Nursing Classification: What's in a Name?
I write in response to the article, "Classifying Nursing Work," by Bowker, Star, and Spasser.
Galileo urged that people should measure what is measurable, count what is countable, and what is not countable - make countable. This obsession with measuring has been the basis for science for many centuries. With quantification comes power, a lesson learned from the medical profession's propensity to classify and categorise. Therefore, for the development of nursing as a profession and as a discipline, the attraction of being able to count and quantify is understandable. After all, if you cannot identify it, it cannot be measured, it cannot be costed and it cannot be rewarded. However, the problem with all-nursing classification systems, workload measurement systems, and audit systems is that much of what nurses do cannot be measured. How do you quantify compassion? How do you calibrate a presence and how do you count empathy? I offer two examples to illustrate the issue further.
A manager observes a nurse sitting by a bedside talking to a patient. To the untrained eye the nurse is merely conversing and others who are not highly paid practitioners can do that! However, the nurse may be educating the patient about his medication or she may be counseling the patient who is distressed. The nurse could be using an expansive and complex repertoire of knowledge and skills from the fields of nursing, medicine, psychology, sociology, and ethics. How is this intervention quantified? Would counting the amount of time she spent with the patient provide details of effectiveness?
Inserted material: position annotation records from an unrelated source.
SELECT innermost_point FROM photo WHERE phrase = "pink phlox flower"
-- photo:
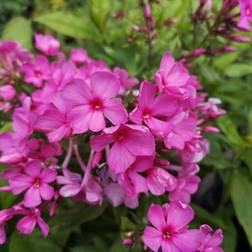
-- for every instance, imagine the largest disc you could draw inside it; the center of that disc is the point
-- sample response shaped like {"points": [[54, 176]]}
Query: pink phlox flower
{"points": [[246, 14], [153, 110], [27, 224], [129, 141], [169, 230], [36, 72], [126, 82], [211, 242], [92, 106], [35, 180], [47, 44]]}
Similarly, picture a nurse recording a patient's pulse. To the untrained eye she is counting, and once again, other less expensive employees can do that. However, the nurse may be doing more than just counting. She could be observing the patient's skin, reassuring the patient, and checking for abnormalities in cardiac rate and rhythm. This gestalt of processes occurs simultaneously and does not lend itself well to measurement.
In contrast, many of the technical tasks that nurses do can be measured. With new technological advances these are increasing in number and many nurses are metamorphosing into technicians. Nonetheless, the recipients of care, while they value the nurses' technological expertise, also place high value on the non-technological aspects of care. Research by McCance, McKenna and Boore (2000) showed that patients appreciated the subtle nuances of care, the nurse's ability to be humorous, to be there, to support, and to care. Perhaps there are psychologists who would assert that they could measure such a nebulous phenomenon as being with a patient. Does that mean that touching a patient ten times is twice as effective as touching them five times? Caring and nursing are not that simple.
As alluded to above, medicine values measurement. After all, this is the way that most physicians are educated. However, the best doctors also have the human touch. I note with interest that journals such as the British Medical Journal and the New England Journal of Medicine have recently begun to accept articles that use qualitative research methodologies. Similarly, research funding bodies have recognised that qualitative research can also be rigorous, systematic and worthy of grant support. If scientists have accepted that there are researchable phenomena that cannot be quantified, why can it not be accepted that there are interventions that defy quantification, nursing classification and workload measurement?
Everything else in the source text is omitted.